Fini l’échange de poissons rouges, perruches ou cobayes lors des concours, loteries et autres événements similaires. Le gouvernement wallon a validé, jeudi, une proposition du ministre du Bien-être animal Carlo Di Antonio (CDH) qui vise à interdire la commercialisation d’animaux sur tous les lieux publics, notamment lors des kermesses et des fêtes foraines.

Actuellement, la législation interdit de décerner des animaux à titre de prix, récompense ou don. Mais l’interdiction est trop souvent contournée. Par exemple, lors des fêtes foraines, le gain remporté n’est plus directement un animal mais un nombre de points permettant de l’acheter. L’animal n’est alors plus gagné mais bien échangé.

L’un des objectifs de la nouvelle proposition : limiter les achats compulsifs et les risques d’abandon. "On sait que l’une des principales causes d’abandon est le non-désir de l’animal ou la sous-estimation du coût", ajoute la porte-parole du ministre, Marie Minet. Pendant l’année 2013, 24.527 chiens et 32.215 chats ont été accueillis dans les refuges des pays. Au final, 16 % des chiens et 36 % des chats ont été euthanasiés.

Toutefois, Carlo Di Antonio précise que la commercialisation d’animaux sera toujours autorisée, sous certaines conditions et à l’exclusion des chiens et des chats, sur les marchés d’animaux, les marchés communaux et les expositions d’animaux. Le gouvernement wallon pourrait prochainement dresser la liste des animaux qui ne pourront plus être vendus sur les marchés communaux, précise aussi Marie Minet.

Michel Vandenbosch, président de GAIA: "Étendre l’interdiction à tous les animaux de compagnie"

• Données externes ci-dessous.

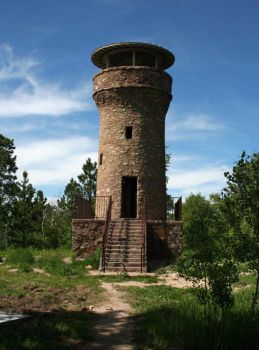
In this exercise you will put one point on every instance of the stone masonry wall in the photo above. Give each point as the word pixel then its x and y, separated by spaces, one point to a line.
pixel 87 236
pixel 137 97
pixel 174 233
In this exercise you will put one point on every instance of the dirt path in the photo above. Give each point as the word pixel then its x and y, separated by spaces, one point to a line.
pixel 114 325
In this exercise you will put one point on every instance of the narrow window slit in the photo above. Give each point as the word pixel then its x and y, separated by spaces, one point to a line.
pixel 128 132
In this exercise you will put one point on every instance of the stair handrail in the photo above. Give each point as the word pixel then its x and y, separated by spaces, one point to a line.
pixel 144 235
pixel 105 232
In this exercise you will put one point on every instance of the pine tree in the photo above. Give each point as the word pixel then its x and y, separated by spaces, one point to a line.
pixel 8 186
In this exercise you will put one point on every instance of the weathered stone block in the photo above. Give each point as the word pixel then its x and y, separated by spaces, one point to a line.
pixel 87 236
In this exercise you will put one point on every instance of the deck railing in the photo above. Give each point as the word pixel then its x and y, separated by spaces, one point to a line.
pixel 105 232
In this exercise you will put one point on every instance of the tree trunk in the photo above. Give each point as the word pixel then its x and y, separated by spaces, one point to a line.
pixel 255 295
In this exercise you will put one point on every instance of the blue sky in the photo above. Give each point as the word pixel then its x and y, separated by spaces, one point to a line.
pixel 46 83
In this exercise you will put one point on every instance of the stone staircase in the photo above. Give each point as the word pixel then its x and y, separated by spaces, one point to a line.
pixel 123 247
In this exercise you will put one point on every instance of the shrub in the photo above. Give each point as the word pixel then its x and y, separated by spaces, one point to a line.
pixel 20 257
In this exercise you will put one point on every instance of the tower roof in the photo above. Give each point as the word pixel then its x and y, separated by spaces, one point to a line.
pixel 164 57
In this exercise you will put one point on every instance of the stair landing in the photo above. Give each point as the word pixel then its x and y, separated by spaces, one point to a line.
pixel 123 247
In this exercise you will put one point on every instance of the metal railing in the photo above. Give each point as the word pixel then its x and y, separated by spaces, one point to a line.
pixel 144 238
pixel 105 232
pixel 96 208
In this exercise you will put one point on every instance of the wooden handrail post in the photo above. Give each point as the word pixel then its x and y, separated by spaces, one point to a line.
pixel 105 232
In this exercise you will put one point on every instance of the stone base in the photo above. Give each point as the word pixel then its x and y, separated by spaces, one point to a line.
pixel 163 239
pixel 163 242
pixel 87 236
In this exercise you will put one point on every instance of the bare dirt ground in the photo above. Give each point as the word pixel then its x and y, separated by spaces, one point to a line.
pixel 114 325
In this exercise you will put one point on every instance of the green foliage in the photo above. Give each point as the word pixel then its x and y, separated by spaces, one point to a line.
pixel 206 258
pixel 171 318
pixel 49 331
pixel 27 214
pixel 94 259
pixel 7 186
pixel 19 257
pixel 241 199
pixel 53 263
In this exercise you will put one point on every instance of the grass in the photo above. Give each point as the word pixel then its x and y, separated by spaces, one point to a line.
pixel 171 318
pixel 59 301
pixel 61 330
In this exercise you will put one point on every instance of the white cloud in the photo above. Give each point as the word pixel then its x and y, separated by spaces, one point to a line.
pixel 206 180
pixel 53 162
pixel 29 95
pixel 191 126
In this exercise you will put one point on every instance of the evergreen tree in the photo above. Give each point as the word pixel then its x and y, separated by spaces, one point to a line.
pixel 8 186
pixel 87 180
pixel 27 214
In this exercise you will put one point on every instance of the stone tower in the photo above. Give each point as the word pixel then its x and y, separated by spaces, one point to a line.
pixel 133 93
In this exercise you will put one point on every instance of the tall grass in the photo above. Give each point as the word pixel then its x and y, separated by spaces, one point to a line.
pixel 51 261
pixel 170 318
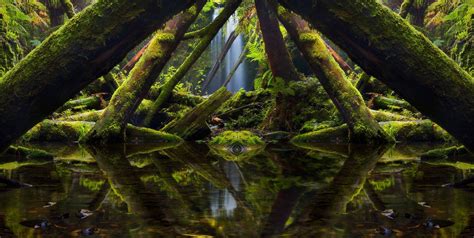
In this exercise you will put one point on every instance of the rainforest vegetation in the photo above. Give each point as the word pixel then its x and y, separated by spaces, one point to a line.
pixel 236 118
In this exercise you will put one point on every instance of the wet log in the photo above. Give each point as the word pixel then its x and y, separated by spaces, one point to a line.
pixel 21 152
pixel 188 126
pixel 389 48
pixel 111 126
pixel 402 131
pixel 380 101
pixel 72 131
pixel 389 116
pixel 363 128
pixel 229 9
pixel 92 102
pixel 445 153
pixel 279 118
pixel 82 50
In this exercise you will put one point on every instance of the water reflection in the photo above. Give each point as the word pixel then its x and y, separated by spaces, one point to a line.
pixel 190 190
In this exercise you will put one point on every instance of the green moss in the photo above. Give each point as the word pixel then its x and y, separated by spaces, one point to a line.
pixel 444 153
pixel 90 184
pixel 28 153
pixel 308 37
pixel 243 138
pixel 50 130
pixel 337 134
pixel 423 130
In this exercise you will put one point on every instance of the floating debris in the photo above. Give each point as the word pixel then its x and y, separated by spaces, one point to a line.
pixel 384 231
pixel 88 231
pixel 84 213
pixel 389 213
pixel 49 204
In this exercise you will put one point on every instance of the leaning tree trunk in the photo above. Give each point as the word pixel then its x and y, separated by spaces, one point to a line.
pixel 281 66
pixel 363 128
pixel 211 31
pixel 406 7
pixel 387 47
pixel 111 126
pixel 84 49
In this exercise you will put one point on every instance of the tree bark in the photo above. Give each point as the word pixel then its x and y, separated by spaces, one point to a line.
pixel 280 63
pixel 406 7
pixel 363 128
pixel 229 9
pixel 387 47
pixel 188 125
pixel 84 49
pixel 127 98
pixel 72 131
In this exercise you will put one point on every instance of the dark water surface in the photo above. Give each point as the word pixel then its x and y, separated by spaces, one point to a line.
pixel 194 191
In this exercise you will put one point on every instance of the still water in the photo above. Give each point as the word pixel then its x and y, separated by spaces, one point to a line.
pixel 194 191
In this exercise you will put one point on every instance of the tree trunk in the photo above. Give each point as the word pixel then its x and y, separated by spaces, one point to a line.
pixel 281 66
pixel 406 7
pixel 402 131
pixel 84 49
pixel 188 125
pixel 362 126
pixel 72 131
pixel 220 59
pixel 387 47
pixel 229 9
pixel 127 98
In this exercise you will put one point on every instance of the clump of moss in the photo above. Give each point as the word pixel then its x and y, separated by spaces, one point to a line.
pixel 28 153
pixel 445 153
pixel 243 138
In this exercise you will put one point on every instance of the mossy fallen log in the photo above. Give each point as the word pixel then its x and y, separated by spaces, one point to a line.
pixel 382 102
pixel 380 116
pixel 82 50
pixel 445 153
pixel 403 131
pixel 387 47
pixel 193 121
pixel 363 128
pixel 73 131
pixel 21 152
pixel 112 125
pixel 92 102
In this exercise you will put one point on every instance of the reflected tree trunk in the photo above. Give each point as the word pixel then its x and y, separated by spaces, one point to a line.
pixel 86 47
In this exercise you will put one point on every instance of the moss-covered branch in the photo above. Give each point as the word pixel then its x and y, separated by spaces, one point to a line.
pixel 82 50
pixel 73 131
pixel 127 98
pixel 389 48
pixel 405 8
pixel 169 85
pixel 363 128
pixel 189 124
pixel 280 62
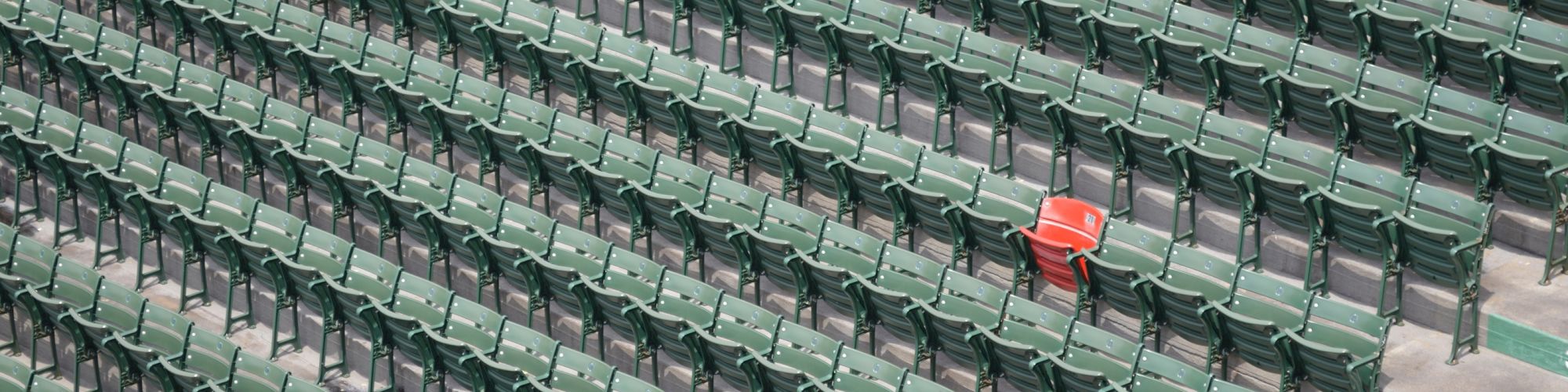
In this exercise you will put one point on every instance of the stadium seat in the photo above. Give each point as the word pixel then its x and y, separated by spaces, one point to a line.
pixel 1445 236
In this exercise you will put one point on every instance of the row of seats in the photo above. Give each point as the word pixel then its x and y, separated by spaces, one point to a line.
pixel 365 148
pixel 145 339
pixel 1483 217
pixel 427 322
pixel 956 288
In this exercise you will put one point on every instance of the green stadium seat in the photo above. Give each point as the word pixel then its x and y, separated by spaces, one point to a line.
pixel 1519 158
pixel 1360 209
pixel 1247 70
pixel 967 307
pixel 1310 92
pixel 1443 238
pixel 1067 24
pixel 1534 67
pixel 971 81
pixel 1185 299
pixel 1470 46
pixel 1114 272
pixel 1258 316
pixel 1450 137
pixel 1345 24
pixel 929 200
pixel 1125 34
pixel 904 280
pixel 1091 123
pixel 1343 347
pixel 1095 360
pixel 844 261
pixel 471 332
pixel 1403 32
pixel 1188 46
pixel 996 217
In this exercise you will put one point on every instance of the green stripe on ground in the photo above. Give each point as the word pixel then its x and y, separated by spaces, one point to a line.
pixel 1528 344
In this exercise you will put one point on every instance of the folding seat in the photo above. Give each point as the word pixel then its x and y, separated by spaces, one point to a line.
pixel 862 46
pixel 1089 122
pixel 662 100
pixel 915 60
pixel 255 374
pixel 683 307
pixel 669 198
pixel 829 139
pixel 904 280
pixel 427 81
pixel 206 358
pixel 1379 114
pixel 1359 212
pixel 1186 294
pixel 1450 137
pixel 873 178
pixel 572 145
pixel 1067 24
pixel 1095 360
pixel 1258 319
pixel 1247 70
pixel 779 244
pixel 573 256
pixel 1534 67
pixel 1125 34
pixel 117 311
pixel 1114 272
pixel 1290 178
pixel 573 371
pixel 931 201
pixel 622 297
pixel 1526 161
pixel 473 211
pixel 423 194
pixel 474 104
pixel 521 363
pixel 521 125
pixel 1470 46
pixel 858 371
pixel 810 27
pixel 1443 238
pixel 800 358
pixel 1343 346
pixel 763 136
pixel 570 43
pixel 523 236
pixel 1160 372
pixel 971 82
pixel 368 285
pixel 1312 92
pixel 466 24
pixel 1160 126
pixel 1345 24
pixel 1403 32
pixel 967 307
pixel 837 274
pixel 162 335
pixel 995 219
pixel 20 377
pixel 609 73
pixel 321 65
pixel 717 227
pixel 1188 45
pixel 512 43
pixel 739 335
pixel 471 332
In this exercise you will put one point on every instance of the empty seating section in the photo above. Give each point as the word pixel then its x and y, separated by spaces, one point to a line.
pixel 1307 189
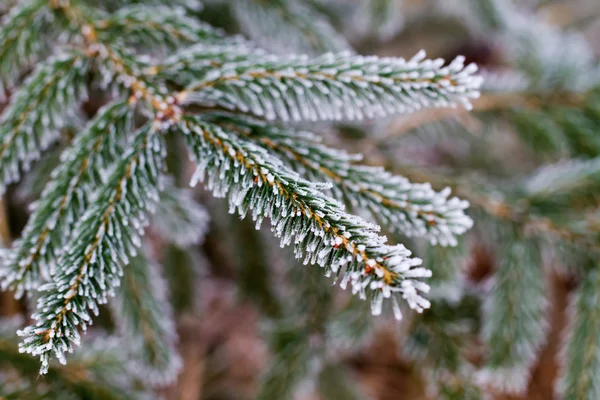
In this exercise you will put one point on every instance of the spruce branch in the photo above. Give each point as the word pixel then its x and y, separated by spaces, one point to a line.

"Nous soutenons cette initiative de Carlo Di Antonio. Toutefois, nous voulons que l’interdiction soit étendue à la détention et à la commercialisation de tous les animaux dits de compagnie, là où elle est autorisée sur ces marchés, car ce type de vente engendre aussi des achats impulsifs. Voilà pourquoi nous nous réjouissons de la possibilité prévue par le projet de décret d’établir une liste des animaux, principalement de compagnie, ne pouvant pas être commercialisés sur ce type de marchés."